Posted Dec 3, 2011 1:01 UTC (Sat) by walex (subscriber, #69836) [Link]

BTW many years ago I persuaded the original developer of ext to not implement in it the demented BSD FFS idea of large block/small fragment, arguing that adaptive read-ahead and write-behind would give better dynamic performance, and adaptive allocate-ahead (reservations) better contiguity, without the downsides.

Not everything got implemented as I suggested, but at least all the absurd complications of large block/small fragment (for example the page mapping issues) were avoided in Linux, as well as the implied fixed ra/wb/aa.

Improving ext4: bigalloc, inline data, and metadata checksums

Posted Dec 3, 2011 11:06 UTC (Sat) by nix (subscriber, #2304) [Link]

But of course we have had page-mapping-related bugs, in the *other* direction, from people building filesystems with sub-page-size blocks. (Support for this case is unavoidable unless you want filesystems not to be portable from machines with a large page size to machines with a small one, but it's still tricky stuff.)

Improving ext4: bigalloc, inline data, and metadata checksums

Posted Jan 3, 2012 17:38 UTC (Tue) by jsdyson (guest, #71944) [Link]
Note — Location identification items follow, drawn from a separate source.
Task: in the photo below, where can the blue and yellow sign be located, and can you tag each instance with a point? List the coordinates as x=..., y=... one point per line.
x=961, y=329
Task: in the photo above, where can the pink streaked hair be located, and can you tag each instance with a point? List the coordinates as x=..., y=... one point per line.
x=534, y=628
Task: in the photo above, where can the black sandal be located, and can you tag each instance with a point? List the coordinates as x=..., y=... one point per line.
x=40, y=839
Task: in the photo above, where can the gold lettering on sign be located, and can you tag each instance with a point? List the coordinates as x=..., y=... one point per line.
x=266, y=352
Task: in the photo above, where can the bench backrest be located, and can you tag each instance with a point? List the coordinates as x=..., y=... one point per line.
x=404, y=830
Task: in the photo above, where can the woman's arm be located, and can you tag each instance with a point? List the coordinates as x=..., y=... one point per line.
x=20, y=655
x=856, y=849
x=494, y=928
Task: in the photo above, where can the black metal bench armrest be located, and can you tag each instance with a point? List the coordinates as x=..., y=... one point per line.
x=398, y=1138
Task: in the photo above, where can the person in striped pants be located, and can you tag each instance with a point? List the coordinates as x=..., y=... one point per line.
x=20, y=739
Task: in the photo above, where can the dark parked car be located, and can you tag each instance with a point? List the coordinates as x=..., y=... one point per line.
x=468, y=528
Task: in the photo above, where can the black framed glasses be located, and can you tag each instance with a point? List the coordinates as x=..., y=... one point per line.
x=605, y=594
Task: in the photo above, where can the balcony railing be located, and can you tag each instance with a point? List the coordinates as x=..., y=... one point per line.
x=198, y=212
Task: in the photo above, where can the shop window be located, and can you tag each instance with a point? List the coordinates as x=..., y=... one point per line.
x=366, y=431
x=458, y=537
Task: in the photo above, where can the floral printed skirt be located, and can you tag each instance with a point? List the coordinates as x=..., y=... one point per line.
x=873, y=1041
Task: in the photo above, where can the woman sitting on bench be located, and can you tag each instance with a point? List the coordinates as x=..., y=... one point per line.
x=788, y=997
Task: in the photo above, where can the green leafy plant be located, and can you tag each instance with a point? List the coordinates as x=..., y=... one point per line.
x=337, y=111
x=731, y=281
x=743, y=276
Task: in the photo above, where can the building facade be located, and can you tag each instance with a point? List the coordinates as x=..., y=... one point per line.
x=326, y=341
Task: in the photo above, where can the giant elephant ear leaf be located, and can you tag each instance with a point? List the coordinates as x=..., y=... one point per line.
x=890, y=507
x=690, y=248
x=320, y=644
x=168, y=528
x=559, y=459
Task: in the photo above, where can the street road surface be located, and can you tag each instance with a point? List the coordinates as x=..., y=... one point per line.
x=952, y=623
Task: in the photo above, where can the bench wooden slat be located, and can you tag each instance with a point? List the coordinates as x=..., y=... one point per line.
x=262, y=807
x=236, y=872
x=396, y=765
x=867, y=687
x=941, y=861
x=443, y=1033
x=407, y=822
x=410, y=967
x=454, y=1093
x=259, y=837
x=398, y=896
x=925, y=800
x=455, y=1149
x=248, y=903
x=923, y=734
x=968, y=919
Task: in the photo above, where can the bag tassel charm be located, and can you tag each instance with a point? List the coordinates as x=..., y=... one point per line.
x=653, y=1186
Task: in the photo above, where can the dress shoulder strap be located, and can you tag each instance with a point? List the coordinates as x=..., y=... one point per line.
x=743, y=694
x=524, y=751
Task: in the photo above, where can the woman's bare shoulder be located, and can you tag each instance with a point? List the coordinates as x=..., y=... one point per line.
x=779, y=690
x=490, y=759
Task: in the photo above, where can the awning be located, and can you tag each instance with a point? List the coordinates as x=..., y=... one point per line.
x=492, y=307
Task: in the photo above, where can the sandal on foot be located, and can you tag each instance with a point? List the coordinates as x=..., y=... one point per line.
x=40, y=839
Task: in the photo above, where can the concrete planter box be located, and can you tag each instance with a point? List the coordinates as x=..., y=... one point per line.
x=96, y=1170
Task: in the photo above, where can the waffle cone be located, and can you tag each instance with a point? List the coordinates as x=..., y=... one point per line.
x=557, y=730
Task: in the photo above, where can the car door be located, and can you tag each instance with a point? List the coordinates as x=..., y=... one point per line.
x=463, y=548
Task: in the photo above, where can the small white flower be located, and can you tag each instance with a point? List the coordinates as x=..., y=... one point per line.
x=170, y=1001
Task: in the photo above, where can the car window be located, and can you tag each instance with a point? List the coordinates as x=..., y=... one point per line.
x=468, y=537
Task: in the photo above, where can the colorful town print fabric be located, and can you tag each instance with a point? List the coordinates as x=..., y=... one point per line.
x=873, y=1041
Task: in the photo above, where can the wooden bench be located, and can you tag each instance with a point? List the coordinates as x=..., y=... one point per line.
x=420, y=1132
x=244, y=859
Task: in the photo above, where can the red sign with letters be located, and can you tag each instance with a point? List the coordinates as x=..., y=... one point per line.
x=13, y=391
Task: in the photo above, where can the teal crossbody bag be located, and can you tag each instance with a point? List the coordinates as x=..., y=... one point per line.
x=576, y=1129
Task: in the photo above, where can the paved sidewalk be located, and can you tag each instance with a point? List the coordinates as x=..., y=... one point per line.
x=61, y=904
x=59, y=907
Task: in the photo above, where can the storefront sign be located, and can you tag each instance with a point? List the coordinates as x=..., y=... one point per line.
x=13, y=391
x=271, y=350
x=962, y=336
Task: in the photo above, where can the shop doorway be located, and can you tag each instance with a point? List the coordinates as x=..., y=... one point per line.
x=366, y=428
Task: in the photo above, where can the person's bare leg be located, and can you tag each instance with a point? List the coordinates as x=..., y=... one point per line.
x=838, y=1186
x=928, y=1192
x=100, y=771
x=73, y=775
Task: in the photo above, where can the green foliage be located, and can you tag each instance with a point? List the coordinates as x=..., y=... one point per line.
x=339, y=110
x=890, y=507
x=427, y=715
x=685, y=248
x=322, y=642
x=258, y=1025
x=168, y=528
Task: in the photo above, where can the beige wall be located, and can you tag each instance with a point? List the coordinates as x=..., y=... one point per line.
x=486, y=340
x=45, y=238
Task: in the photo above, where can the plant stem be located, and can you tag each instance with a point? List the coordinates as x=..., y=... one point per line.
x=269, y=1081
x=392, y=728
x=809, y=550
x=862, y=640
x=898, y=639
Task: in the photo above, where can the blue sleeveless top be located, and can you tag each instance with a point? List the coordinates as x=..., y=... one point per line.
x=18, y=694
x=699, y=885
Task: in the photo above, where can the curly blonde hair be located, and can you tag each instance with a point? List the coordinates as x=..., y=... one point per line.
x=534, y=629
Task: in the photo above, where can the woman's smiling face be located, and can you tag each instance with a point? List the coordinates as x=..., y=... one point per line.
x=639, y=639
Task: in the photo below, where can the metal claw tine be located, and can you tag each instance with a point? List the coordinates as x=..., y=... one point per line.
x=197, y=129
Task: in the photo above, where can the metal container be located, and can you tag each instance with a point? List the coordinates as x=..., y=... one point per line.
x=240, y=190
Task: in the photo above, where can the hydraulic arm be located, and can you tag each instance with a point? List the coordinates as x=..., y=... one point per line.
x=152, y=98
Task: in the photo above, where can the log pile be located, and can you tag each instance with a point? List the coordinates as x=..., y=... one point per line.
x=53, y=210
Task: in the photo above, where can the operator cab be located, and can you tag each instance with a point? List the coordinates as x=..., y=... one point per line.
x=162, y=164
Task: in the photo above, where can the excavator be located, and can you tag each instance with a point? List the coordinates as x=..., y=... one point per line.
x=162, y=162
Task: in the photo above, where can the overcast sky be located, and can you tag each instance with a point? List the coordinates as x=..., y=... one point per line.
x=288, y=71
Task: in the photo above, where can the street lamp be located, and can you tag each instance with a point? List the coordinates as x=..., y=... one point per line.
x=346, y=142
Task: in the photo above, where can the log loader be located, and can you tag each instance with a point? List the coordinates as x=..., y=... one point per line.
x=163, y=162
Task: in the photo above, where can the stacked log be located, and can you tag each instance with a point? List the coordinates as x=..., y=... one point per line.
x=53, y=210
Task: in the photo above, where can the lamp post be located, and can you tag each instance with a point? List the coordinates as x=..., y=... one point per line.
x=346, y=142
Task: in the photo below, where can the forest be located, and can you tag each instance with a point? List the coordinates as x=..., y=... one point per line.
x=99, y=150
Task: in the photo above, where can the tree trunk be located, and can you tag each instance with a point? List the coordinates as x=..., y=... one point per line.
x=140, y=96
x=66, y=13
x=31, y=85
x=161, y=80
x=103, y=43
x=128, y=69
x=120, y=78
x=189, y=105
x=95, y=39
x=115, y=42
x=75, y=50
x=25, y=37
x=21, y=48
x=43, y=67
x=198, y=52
Actually, as the author of earlier forms of the FreeBSD readahead/writebehind, I do know that FreeBSD can be very aggressive with larger reads/writes than just the block size. One really big advantage of the FreeBSD buffering is that the length of the queues/pending writes is generally planned to be smaller, thereby avoiding that nasty sluggish feeling (or apparent stopping) that occurs with horribly large pending writes.